Having worked for Kmart since 1980, Luzann Garcia, 61, holds the close-knit employee family dear to her heart. Garcia, who retired in 2019, started at the Gilroy location as a full-time cashier before moving up the ladder into human resources for the last 13 years at the Hollister Kmart, one of 96 stores that closed this month.
As the HR rep for the Hollister location, Garcia met every single employee who passed through the now vacated building at 391 Tres Pinos Road. Kmart employees throughout the years included local high school students, college students, first-time workers and others with experience moving up to supervisor positions.
For Garcia, Kmart served as a second home that allowed her to provide for her family. It also provided an opportunity to work in town, less than two miles from her children and later her grandson.
“When your children get sick it’s nice to know that you’re only a few blocks away,” Garcia said about not commuting out of the county for work. “You can go and pick them up or check on them if they are at home.”
After 13 years at the Gilroy Kmart, she transferred to the Hollister location, where she helped out during the grand opening in the mid to late 1980s. Working at the Hollister Kmart didn’t come without challenges. Garcia said the store went through a phase of feeling like a ghost town when Target opened in the late 1990s.

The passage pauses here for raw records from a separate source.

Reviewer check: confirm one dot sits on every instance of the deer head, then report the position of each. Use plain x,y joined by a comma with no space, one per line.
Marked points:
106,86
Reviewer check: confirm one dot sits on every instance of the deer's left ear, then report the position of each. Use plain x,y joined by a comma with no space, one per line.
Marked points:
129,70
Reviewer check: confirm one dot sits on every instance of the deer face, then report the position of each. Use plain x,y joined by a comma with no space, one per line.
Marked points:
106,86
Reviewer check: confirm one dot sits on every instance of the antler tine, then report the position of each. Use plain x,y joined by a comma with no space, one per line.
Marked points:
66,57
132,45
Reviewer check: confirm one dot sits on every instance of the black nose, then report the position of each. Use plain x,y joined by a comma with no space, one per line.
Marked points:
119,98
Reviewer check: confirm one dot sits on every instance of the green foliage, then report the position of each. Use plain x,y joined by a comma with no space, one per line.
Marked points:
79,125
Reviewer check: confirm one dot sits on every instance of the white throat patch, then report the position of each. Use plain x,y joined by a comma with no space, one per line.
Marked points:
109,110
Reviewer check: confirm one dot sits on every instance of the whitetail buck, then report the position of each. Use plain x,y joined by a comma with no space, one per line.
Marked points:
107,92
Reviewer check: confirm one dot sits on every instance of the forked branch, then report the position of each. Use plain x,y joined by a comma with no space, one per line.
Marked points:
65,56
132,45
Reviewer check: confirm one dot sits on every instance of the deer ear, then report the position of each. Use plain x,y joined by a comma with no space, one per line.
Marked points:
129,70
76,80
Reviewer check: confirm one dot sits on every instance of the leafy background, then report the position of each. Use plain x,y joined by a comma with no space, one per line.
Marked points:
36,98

“They thought we were going to close back then,” Garcia said.
Despite years-long rumors that Kmart would close, and occasionally having to deal with a rude customer, Garcia’s main takeaway of her years with the retailer is the relationships built inside the building.
“I’ll mostly remember it being more fun than misery,” Garcia said. “It’s more that you built relations with the community, the families and the people you work with.”

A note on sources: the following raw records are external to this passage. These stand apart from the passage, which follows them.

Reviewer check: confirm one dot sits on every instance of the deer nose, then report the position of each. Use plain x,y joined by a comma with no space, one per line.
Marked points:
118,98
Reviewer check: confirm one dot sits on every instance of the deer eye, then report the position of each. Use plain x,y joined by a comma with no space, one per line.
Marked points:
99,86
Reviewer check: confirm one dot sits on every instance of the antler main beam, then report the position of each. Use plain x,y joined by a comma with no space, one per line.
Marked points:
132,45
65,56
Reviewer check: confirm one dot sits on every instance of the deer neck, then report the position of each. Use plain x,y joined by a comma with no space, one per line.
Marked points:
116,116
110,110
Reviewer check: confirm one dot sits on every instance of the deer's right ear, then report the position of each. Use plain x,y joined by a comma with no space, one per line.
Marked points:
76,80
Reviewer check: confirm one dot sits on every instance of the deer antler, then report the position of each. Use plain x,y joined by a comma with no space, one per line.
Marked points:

Not only did Garcia have the opportunity to be near her children as they grew up, she also helped youth in the workplace learn about accountability, timeliness and a strong work ethic. In doing so, she gave the initial Kmart training tour to multiple generations of families that passed through the retailer. The closeness of employees helped create a “Kmart family.”
“Everybody was pretty tight-tight,” Garcia said.
And, like a family, Kmart employees, especially those who worked there for over a decade, shared experiences such as marriages, graduations, births, baptisms and deaths. Garcia said she can only hope that those who lost their job can land on their feet.
“We used to say that if you could work at a Kmart, you can work almost anywhere,” Garcia said.